In sum, I am eager to delve back into my studies with such a valuable experience under my belt. NLIHC has equipped me with so many skills that I fully intend on carrying with me into my future pursuits. Yet as my internship quickly approaches its end, one of the most important things I’ve learned is that when a passion for people is met with a dedication to advocacy, monumental change is not too far behind.


Lindsey interned with NLIHC from late June to early August.

My Rewards as an NLIHC Summer Intern

By Bianca Guerrero, NLIHC Field and Communications Intern

My goal this summer was to learn what the affordable housing crisis looks like across the United States and to see what communities and organizations are doing to address it. After three months interning with the Tenant Protection Unit, a New York State agency that protects rent-regulated residents, I knew I wanted to continue working on housing issues. Dipping my feet in advocacy and organizing on a national level after graduating from college seemed like a good next step and an internship with NLIHC offered just that.

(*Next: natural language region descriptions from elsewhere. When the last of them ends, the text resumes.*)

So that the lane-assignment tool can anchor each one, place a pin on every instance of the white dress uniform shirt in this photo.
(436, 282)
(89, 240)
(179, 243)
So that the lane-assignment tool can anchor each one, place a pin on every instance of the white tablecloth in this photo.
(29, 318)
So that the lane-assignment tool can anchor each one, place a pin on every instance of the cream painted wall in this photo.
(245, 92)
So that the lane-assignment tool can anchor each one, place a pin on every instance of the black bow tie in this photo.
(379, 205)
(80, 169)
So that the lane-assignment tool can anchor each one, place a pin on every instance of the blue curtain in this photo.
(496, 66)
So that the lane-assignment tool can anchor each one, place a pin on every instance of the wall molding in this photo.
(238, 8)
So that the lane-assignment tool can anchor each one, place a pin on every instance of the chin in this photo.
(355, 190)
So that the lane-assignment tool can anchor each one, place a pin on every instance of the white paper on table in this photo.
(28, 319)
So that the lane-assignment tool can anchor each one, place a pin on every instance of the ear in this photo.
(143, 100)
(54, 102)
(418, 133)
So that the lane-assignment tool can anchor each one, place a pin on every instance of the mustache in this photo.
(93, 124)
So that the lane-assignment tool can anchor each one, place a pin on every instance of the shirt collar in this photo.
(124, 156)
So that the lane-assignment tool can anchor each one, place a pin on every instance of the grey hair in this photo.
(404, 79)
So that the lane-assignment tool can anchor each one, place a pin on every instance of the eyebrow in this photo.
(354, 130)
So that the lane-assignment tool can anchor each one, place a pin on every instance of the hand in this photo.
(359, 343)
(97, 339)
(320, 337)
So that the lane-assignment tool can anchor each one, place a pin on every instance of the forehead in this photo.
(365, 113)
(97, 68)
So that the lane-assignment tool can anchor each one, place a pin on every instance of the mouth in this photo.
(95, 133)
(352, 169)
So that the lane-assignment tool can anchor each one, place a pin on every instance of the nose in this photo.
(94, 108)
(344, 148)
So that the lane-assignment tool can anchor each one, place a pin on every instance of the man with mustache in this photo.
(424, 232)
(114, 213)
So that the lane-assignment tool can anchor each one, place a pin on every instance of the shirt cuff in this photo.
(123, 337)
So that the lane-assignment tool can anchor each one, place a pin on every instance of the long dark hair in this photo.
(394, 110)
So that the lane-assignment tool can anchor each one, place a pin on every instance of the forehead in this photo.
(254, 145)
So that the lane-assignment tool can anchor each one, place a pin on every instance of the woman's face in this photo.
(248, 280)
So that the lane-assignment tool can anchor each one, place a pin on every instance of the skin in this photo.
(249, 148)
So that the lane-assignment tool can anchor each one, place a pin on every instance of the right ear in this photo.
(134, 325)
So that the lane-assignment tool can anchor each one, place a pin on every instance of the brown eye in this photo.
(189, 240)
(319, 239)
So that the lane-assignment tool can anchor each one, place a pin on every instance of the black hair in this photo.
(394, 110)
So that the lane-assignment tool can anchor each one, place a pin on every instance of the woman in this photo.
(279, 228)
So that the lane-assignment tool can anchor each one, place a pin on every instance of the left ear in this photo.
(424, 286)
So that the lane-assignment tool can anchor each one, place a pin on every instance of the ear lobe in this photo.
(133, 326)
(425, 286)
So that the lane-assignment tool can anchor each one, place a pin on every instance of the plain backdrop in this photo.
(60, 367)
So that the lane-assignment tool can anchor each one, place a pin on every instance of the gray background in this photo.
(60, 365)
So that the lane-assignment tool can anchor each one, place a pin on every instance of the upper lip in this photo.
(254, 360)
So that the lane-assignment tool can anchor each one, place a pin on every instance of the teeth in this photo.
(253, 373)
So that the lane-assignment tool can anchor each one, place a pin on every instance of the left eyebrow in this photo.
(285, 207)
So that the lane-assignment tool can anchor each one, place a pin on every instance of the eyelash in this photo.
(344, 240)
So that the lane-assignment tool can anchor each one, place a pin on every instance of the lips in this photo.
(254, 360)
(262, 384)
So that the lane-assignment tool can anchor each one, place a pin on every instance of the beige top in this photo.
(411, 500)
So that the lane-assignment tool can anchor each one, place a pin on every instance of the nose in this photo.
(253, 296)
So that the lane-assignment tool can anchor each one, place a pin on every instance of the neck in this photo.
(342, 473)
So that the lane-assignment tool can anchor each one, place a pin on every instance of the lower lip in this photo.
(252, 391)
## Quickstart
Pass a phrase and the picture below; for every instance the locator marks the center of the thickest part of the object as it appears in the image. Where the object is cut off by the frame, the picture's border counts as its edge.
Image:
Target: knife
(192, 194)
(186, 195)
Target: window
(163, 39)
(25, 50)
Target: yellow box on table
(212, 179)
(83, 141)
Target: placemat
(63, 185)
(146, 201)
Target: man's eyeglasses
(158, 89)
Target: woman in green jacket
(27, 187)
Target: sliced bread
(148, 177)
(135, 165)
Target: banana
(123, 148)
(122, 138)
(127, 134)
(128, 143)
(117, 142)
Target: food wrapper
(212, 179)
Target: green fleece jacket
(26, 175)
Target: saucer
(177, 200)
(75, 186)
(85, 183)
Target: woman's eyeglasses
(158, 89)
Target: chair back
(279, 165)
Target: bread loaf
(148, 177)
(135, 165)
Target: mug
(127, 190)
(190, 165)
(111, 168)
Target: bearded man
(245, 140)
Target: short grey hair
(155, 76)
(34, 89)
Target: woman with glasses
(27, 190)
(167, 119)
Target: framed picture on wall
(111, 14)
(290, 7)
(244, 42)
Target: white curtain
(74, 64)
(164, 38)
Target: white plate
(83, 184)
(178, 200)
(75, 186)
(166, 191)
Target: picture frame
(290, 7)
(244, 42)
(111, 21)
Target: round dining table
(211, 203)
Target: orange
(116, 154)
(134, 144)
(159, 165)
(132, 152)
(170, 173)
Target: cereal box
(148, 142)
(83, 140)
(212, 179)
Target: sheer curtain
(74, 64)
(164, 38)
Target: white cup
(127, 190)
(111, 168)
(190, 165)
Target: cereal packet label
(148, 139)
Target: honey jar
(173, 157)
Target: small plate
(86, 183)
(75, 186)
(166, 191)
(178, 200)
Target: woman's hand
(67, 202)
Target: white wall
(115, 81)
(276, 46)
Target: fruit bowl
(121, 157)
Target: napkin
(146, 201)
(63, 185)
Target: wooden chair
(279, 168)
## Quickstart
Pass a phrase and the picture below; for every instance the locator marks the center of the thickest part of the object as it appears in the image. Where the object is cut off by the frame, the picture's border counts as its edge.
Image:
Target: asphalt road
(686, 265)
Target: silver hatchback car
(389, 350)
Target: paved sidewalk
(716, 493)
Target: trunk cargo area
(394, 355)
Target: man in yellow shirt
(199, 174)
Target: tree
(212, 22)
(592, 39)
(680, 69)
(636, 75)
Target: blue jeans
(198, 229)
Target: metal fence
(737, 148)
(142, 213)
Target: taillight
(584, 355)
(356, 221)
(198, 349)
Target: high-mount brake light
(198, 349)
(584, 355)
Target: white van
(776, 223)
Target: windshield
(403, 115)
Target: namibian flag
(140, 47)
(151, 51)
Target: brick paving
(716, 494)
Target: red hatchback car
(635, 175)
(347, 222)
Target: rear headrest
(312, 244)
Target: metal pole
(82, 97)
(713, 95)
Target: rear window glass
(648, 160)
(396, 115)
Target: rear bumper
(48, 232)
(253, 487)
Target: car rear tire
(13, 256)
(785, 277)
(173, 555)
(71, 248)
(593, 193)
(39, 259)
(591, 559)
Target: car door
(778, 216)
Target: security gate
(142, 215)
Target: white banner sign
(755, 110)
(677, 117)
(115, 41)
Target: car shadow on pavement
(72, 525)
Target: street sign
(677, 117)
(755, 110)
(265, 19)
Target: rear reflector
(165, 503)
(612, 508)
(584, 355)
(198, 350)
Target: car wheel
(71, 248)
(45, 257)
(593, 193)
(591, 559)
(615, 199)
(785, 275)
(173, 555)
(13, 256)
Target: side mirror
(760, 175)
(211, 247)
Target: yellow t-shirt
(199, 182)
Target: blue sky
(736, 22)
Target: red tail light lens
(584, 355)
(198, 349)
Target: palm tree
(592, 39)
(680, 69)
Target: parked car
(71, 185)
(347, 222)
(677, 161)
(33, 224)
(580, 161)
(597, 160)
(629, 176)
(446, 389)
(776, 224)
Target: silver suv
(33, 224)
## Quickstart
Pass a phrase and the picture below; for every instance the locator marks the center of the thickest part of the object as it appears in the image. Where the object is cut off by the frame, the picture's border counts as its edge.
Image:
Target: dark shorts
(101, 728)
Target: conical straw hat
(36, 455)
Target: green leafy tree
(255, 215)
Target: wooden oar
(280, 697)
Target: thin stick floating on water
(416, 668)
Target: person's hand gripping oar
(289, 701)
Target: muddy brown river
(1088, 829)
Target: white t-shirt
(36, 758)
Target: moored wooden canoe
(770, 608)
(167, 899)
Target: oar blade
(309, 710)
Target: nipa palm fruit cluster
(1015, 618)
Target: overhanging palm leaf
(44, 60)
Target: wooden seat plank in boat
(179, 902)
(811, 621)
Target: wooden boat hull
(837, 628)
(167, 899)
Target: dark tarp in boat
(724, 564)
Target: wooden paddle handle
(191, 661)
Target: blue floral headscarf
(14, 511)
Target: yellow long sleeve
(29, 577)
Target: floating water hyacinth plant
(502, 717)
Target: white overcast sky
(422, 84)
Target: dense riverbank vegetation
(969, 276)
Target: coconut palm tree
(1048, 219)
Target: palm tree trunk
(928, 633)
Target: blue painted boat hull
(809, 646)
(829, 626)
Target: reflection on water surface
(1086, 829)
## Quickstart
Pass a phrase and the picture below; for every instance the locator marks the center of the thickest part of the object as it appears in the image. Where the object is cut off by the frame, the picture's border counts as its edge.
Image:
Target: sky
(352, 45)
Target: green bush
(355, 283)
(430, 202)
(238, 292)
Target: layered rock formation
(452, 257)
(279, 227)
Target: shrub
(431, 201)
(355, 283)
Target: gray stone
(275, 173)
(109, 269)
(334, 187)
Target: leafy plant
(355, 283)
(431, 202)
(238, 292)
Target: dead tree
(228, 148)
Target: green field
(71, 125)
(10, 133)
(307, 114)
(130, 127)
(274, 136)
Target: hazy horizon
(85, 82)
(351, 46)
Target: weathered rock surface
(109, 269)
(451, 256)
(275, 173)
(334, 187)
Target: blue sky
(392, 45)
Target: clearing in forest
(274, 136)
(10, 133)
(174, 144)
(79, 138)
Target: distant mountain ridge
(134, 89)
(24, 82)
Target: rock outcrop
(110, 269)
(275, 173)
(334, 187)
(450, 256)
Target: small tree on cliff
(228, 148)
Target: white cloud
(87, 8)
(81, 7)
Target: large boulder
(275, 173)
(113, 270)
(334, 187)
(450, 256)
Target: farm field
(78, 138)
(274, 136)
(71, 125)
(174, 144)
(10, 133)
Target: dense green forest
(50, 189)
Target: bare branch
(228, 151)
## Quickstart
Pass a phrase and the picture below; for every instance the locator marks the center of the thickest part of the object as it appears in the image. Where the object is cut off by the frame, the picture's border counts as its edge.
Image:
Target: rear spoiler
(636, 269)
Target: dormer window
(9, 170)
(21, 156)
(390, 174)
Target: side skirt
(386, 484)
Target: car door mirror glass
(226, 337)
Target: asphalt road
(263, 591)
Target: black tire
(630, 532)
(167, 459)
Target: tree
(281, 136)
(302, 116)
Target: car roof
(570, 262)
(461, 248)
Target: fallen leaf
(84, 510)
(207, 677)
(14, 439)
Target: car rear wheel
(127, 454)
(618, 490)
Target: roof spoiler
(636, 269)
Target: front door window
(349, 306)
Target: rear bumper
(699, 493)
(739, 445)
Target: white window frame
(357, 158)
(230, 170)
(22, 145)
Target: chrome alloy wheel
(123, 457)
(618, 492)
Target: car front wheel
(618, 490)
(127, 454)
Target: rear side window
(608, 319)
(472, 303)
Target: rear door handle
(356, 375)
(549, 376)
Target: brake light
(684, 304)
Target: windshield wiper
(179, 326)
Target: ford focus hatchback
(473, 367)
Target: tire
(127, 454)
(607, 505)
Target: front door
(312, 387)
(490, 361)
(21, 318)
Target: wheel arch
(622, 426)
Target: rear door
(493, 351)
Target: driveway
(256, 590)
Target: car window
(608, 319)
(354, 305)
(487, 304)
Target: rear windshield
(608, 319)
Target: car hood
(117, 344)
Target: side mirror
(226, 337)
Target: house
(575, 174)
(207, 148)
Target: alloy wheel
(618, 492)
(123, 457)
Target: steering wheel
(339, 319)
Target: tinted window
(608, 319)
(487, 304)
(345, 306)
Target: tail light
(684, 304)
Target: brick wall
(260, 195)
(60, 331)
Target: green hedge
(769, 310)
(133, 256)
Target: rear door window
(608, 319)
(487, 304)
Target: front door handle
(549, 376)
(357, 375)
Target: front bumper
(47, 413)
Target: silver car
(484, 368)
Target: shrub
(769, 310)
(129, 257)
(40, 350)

Working at an organization that centers around extremely low income communities have been very rewarding, especially in a political climate that jeopardizing very poor communities’ wellbeing. As a communications intern, I got a firm grasp on what the organization is fighting for. I saw our values and messaging spread during, for example, press calls with Rep. Keith Ellison when NLIHC’s 2017 Out of Reach report was released. Incorporating data from our reports in tweets about HUD hearings on the Trump budget and the #OurHomesOurVoices campaign familiarized me with just how pressing the crisis is. I learned that organizing is truly a team effort. Pulling state-specific outlets from media lists, tracking reporter contacts, and reaching out to civic engagement platforms for the communications team was critical to making sure the National Week of Action was a success.

The field team gave me understanding of what it means to organize. Researching issues and writing articles for Memo to Members to highlight the work and success of our state partners in Minnesota, Vermont, Illinois, and Georgia taught me what obstacles other communities were facing, the solutions they devised to address them, and the work it took to achieve said solutions. Diving into the Advocates Guide’s information on housing programs gave me a sense of what resources are at stake in the Trump and Congressional budgets. Cleaning up membership lists, updating contact information, and checking our website links were also part of my internship. The field team always made clear why this less glamorous work was critical to improving its advocacy efforts.

I feel very grateful for the opportunity to work at NLIHC. This experience has equipped me to continue working on affordable housing issues back home in New York City and has also helped me become a better team player. Lisa, Sarah, James, and Joey have served as great examples. I always felt comfortable asking questions and voicing concerns or support for ideas. Their instructions and goals were always clear and they let me know my work was important. NLIHC’s location in Washington, D.C. was great because it gave me access to webinars and information sessions hosted by the Center for American Progress, National Law Center on Homelessness and Poverty, and Urban Institute. I was able to learn what other organizations are doing to further the fight against homelessness and to protect the LGBTQ community, women, and others in this issue area. I do feel like I accomplished my goal of learning what the affordable housing crisis looks like across the country and what folks are doing to end it. I’m excited to take what I’ve learned back home!


Bianca Guerrero graduated in May from Columbia University as a political science major. Next year she will be an Urban Fellow with New York City government. She is passionate about cities, and more specifically the experiences of low income immigrant communities in urban housing.